Tuesday, May 25, 2004

Stryker's down on the little mountain town of Hyndman like a ton of bricks, describing their rally behind a convicted war criminal and shunning of the man who blew the whistle, both of them native sons to that corner of Bedford County. American Palestinians, to paraphrase Stryker's response. I got a little curious about this place, which I've never heard of before.

It's a little town on a rail line, the next valley over from the main north-south highway in those parts, south of Bedford proper. Judging from all the rail lines in that region, and its proximity to West Virginia, I'm guessing it's coal country.

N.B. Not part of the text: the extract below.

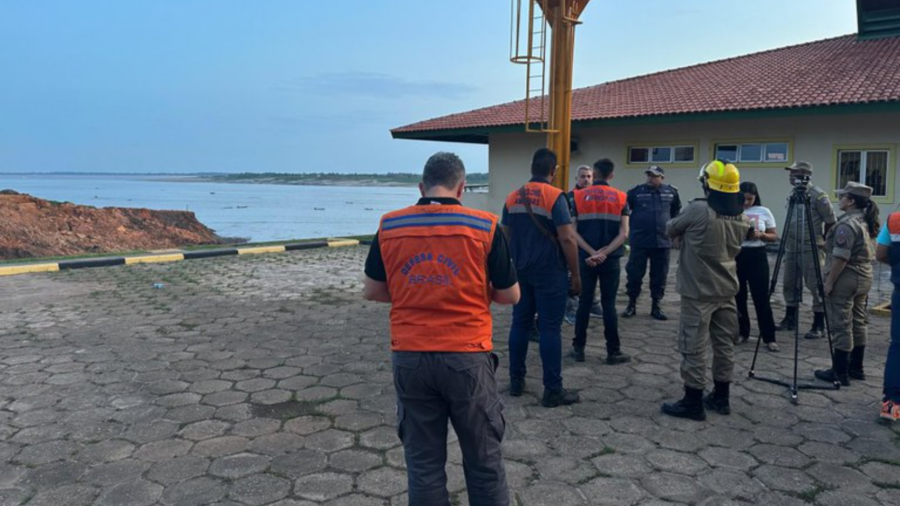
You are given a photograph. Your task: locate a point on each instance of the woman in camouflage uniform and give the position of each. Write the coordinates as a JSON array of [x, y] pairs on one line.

This statistical abstract suggests that it's a German hilltown. Looks like its lost ten percent of it's population since the late Nineties. The economic abstract doesn't support the coal country theory - looks like a mill town, if a quarter of the population is working in manufacturing. Very small percentage of people with college degrees, only three foreign-born inhabitants. The average income is low, even for Appalachia, but the unemployment rate isn't bad at 5.6%. They're Methodists and Assembly of God folk.

I did some local spot-checking on my end of the state to check my assumptions, and Hyndman is isolated, uneducated, and insular even by Central Pennsylvania standards. There are poorer towns, and less educated towns, but Hyndman seems to represent a peculiarly unfortunate mix of both, with what looks like a nasty dash of religious uniformity to flavor the broth. Seems like the sort of place that makes towns like Bellefonte or Bedford look like civilization in comparison.